LGBTİ+ çocukların da hakları vardır

Çocuk çeşitliliği ikili cinsiyet sistemiyle sınırlı değildir. LGBTİ+ çocuklar da vardır ama normatif dil kalıpları yüzünden yok sayılırlar. Bir çocuğun cinsiyeti tüm kimliğini belirlemez; yalnızca varoluşunun bir yönüdür. Çocuğu önce çocuk olarak görmek ve haklarına saygı duymak çocuk haklarının temel ilkesidir.

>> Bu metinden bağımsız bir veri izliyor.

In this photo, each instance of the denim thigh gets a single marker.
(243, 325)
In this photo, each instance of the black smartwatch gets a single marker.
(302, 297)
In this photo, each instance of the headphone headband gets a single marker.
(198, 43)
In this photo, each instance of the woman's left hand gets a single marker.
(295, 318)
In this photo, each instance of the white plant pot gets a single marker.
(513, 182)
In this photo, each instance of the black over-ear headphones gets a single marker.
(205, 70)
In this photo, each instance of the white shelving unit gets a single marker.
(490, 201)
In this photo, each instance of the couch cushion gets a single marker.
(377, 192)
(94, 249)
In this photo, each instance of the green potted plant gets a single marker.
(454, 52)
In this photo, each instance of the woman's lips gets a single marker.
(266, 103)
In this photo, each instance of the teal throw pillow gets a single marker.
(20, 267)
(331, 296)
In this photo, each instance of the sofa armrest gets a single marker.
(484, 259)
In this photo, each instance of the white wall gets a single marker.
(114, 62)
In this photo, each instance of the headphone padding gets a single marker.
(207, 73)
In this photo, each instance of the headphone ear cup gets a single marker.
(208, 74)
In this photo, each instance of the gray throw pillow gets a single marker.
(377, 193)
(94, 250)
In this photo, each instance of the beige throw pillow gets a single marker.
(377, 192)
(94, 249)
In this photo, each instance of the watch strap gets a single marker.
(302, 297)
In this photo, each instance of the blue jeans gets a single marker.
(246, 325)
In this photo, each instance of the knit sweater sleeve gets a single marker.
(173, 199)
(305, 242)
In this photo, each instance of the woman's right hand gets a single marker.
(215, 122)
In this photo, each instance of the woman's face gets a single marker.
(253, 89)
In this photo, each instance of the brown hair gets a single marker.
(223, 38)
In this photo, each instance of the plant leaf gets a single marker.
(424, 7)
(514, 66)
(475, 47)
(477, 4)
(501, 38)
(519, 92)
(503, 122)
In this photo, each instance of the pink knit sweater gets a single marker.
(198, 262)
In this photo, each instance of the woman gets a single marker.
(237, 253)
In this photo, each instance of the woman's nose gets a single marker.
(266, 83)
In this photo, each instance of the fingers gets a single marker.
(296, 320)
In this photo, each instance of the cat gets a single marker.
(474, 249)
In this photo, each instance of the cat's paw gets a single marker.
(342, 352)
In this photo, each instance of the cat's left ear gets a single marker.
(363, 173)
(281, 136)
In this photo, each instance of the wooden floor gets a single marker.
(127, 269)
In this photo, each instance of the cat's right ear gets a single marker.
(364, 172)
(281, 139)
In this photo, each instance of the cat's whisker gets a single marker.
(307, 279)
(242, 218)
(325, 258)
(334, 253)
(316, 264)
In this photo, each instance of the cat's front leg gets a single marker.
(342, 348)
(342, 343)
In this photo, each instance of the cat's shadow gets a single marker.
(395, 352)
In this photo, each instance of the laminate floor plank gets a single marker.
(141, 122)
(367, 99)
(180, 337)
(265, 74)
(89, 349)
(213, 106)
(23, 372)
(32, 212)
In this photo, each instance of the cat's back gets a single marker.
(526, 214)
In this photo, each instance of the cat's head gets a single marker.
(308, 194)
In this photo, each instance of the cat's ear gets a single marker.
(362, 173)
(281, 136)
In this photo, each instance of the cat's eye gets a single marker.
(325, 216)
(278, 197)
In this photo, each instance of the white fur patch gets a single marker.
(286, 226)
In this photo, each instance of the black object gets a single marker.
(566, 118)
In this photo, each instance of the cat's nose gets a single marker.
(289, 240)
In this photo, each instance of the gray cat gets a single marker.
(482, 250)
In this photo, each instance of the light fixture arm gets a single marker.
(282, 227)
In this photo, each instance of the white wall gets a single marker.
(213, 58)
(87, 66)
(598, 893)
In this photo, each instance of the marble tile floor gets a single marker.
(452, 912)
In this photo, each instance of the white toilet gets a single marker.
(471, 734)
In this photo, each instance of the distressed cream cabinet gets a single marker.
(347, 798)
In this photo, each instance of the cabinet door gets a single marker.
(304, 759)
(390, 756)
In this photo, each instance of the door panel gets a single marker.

Bir çocuğun cinsiyet kimliği ya da cinsel yönelimi baskılanması gereken bir ‘sorun’ değil, yaşamsal bir haktır. Atanmış cinsiyetiyle uyuşmayan çocuklara yönelik sözel, fiziksel ve psikolojik her türlü müdahale çocuk istismarıdır. Bir çocuğun herhangi bir nedenle baskılanması, ihtiyaç duyduğunda yardım talep etme gücünü zayıflatır.

Herhangi bir cinsiyet beyanı olmadığı halde çocuklara ‘kız’ ya da ‘oğlan’ ataması yapmak çoğu zaman fark edilmeyen bir hak ihlalidir. Bu müdahale, çocuğun kendi kimliğini tanımlama hakkını sınırlar ve ataerkil normları doğal gerçeklik gibi yeniden üretir.

Cinsiyetsiz bir dil kurmak cinsiyeti yok etmek değil, öznenin cinsiyet beyanı olmadığı sürece varsayımlardan kaçınmaktır. Kategoriyi değil özneyi önceleyen bir dil, çocukları sınıflandıran kalıplardan çıkarak onların kendilerini tanımlama süreçlerine alan açar. Bu yaklaşım belirsizlik yaratmak için değil çocuğun özneleşme hakkını korumak için gereklidir.

Varsayımları değil çocuğun sesini merkeze alan bir dil iletişimi güçlendirir ve toplumsal cinsiyet eşitsizliklerini üreten yapısal mekanizmaların dönüşümünü de kolaylaştırır.

Çocuk hakları tüm çocuklar içindir

Kapsayıcı ve çocuk odaklı dil bir nezaket değil, güvenlik ve eşitlik meselesidir. Hangi sözcüğün kimler için, nerede ve nasıl kullanıldığı bir toplumda kimin görünür kılındığını, kimin gölgede bırakıldığını ve kimin tamamen yok sayıldığını gösterir. Bu göstergeler çoğu zaman fark edilmeyecek kadar görünmezdir çünkü artık norm haline gelmiştir ve sorgulanmadan tekrarlanır.

Dil, yaşayan, değişen ve dönüşen bir yapıdır. Çocuklarla ilgili tanımlamaların her biri, çocuk hakları hareketinin deneyimleriyle gelişmeye devam ediyor. Dili dönüştürmek, toplumdaki çocuk algısını dönüştürmenin zeminini kurar. Çocuklar için eşit, adil, özgür bir dünyanın mümkün olduğuna inanan çocuk hakları savunucuları, tüm ihlallerle ve statükolarla mücadele etmeye devam ediyor. Dil hariç değil.